Runx3 knockdown inhibits acute myeloid leukemia (AML) progression in vivo. (A) Experimental scheme for investigating RUNX3 role in AML progression in vivo. (B) qRT-PCR analysis showing Runx3 knockdown in sorted AML cells from bone marrow of scramble control (Vector) and Runx3 knockdown (Runx3 KD) AML mice at day 45 posttransplantation.
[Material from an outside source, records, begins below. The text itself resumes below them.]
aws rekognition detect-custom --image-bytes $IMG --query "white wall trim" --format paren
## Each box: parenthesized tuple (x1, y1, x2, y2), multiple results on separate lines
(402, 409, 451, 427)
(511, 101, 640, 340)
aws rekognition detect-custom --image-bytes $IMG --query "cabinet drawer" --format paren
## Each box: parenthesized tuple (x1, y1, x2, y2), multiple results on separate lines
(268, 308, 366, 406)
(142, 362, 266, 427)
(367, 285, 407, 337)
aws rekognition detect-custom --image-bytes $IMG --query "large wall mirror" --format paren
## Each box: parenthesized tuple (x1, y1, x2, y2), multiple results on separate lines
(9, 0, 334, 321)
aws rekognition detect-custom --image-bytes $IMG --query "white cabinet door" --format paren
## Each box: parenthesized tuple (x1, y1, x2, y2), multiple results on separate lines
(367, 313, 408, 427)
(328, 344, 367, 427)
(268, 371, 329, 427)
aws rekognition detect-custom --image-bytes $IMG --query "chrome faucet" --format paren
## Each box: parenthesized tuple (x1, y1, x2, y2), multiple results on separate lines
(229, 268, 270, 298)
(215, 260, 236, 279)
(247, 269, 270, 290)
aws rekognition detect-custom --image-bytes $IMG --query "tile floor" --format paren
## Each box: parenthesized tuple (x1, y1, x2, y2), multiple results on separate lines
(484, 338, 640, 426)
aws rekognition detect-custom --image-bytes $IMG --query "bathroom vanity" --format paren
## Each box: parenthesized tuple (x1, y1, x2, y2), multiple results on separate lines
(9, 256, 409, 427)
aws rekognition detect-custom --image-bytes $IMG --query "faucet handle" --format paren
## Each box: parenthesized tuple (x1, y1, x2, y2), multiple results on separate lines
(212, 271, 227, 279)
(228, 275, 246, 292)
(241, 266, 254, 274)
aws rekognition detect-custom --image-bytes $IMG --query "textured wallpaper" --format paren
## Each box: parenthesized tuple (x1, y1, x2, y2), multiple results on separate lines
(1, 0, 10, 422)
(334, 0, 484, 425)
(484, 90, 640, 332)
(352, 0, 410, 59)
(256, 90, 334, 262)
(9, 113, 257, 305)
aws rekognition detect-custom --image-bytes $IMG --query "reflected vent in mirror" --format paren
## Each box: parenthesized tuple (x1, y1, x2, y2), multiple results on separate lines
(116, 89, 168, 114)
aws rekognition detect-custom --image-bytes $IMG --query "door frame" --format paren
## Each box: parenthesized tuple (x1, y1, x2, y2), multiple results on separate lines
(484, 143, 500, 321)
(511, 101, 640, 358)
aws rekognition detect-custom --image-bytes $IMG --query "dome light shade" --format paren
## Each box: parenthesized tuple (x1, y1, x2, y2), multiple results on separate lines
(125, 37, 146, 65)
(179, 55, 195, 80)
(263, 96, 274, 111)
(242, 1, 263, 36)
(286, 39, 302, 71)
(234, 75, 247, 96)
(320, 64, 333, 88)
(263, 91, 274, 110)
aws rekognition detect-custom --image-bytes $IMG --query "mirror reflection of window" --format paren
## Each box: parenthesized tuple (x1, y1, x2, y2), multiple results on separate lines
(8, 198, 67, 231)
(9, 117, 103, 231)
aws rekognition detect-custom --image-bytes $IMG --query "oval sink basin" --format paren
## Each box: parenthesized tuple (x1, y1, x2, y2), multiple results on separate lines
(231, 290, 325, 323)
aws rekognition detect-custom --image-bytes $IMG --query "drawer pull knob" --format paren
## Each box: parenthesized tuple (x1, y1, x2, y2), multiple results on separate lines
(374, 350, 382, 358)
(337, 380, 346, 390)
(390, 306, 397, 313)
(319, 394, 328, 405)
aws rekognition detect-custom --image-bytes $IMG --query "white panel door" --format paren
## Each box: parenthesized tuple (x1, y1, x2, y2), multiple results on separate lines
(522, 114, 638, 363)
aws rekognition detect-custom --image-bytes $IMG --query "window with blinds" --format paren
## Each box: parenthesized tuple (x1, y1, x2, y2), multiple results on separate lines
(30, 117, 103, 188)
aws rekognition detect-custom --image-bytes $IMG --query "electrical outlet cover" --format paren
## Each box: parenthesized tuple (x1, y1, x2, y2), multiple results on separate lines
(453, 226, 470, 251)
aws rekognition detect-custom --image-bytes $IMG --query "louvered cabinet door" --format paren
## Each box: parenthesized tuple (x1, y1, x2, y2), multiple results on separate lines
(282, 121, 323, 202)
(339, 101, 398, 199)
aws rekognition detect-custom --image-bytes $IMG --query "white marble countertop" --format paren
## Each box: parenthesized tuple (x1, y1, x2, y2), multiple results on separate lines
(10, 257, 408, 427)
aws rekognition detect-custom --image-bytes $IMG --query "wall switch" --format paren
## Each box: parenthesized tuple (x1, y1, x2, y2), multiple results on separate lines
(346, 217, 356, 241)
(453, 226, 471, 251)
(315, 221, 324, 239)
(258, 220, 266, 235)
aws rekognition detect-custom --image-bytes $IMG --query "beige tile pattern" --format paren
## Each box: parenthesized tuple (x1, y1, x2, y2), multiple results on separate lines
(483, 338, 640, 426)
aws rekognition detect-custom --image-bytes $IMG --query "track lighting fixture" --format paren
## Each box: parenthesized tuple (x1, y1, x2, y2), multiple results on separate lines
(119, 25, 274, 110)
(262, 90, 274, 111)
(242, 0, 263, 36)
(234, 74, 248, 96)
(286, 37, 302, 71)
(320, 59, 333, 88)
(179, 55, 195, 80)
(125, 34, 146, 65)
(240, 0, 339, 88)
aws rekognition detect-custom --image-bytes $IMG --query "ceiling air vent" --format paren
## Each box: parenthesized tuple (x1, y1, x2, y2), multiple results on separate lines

Each dot represents a mouse. (C) Western blot analysis showing RUNX3 knockdown. (D) Representative cytometric flow plots (left) and statistic results (right) show that Runx3 knockdown decreases leukemia burden in peripheral blood (PB) at day 28 posttransplantation (n = 5 mice). (E) The percentage of green fluorescent protein (GFP)⁺ AML cells in the PB at day 45 posttransplantation (n = 5 mice). (F) Representative cytometric flow plots (left), the percentage of GFP⁺ AML cells (middle), and the number of GFP⁺ leukemic cells (right) in bone marrow (BM) at day 45 posttransplantation (n = 5 mice). (G) Representative image of spleen (upper left), liver (bottom left), and quantitative analysis of spleen weight (middle) and liver weight (right) from scramble control and Runx3 knockdown AML mice (n = 5 mice). (H) Wright–Giemsa staining of blood smear and H&E staining of spleen and liver from scramble control and Runx3 knockdown AML mice. Scale bar: blood smear 20 µm, spleen 300 µm, liver 100 µm. (I) Survival analysis of mice transplanted with scramble control or Runx3 knockdown AML cells. Data shown are combined from two independent transplants. (n = 5 mice). p = 0.0374, log-rank test.